Como lidar com o trabalho, o espaço e o público é muitas vezes motivo de reflexão tanto para artistas como para gestores artísticos. É preciso tempo para fazer um bom trabalho, mas a disponibilidade limitada de espaços para performances dificulta o crescimento do público. Dada a escassez de território em Hong Kong, nunca é fácil acautelar devidamente estes três aspectos. Com quase 30 anos de experiência em gestão artística, Louis Yu Kwok-Lit acredita que os gestores de qualquer espaço cultural não devem apenas desempenhar o papel de um “senhorio/comprador”, mas ajudar a promover obras experimentais, de modo a melhorar o teatro e a fazer crescer as audiências.

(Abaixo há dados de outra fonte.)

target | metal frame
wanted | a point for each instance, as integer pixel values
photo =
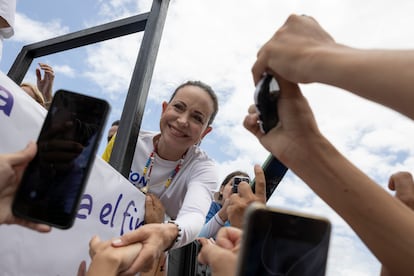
(152, 23)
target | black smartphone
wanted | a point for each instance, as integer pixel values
(266, 96)
(54, 180)
(280, 242)
(236, 181)
(274, 171)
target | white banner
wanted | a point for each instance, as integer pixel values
(110, 205)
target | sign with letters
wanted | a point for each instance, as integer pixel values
(110, 205)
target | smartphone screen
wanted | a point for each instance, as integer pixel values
(277, 242)
(274, 171)
(54, 180)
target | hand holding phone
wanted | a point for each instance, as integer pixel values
(54, 180)
(266, 96)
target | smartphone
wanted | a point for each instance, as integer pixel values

As artes performativas e o espaço já não são uma relação senhorio/comprador
Ex-Director Executivo do Conselho de Desenvolvimento das Artes de Hong Kong e ex-Director Executivo do Centro de Artes de Hong Kong, Louis Yu Kwok Lit é agora o Director Executivo de Artes Performativas da West Kowloon Cultural District Authority (WKCD). Em frente ao estaleiro de West Kowloon, afirma: “Dentro de cinco anos, Hong Kong terá mais 11 novos espaços de actuação. Seis deles são na WKCD, os outros cinco no Centro Cultural de East Kowloon, gerido pelo Departamento de Serviços Culturais e de Lazer. A maioria dos locais são de média ou pequena dimensão, muito adequados a espectáculos que fiquem muito tempo em cena”.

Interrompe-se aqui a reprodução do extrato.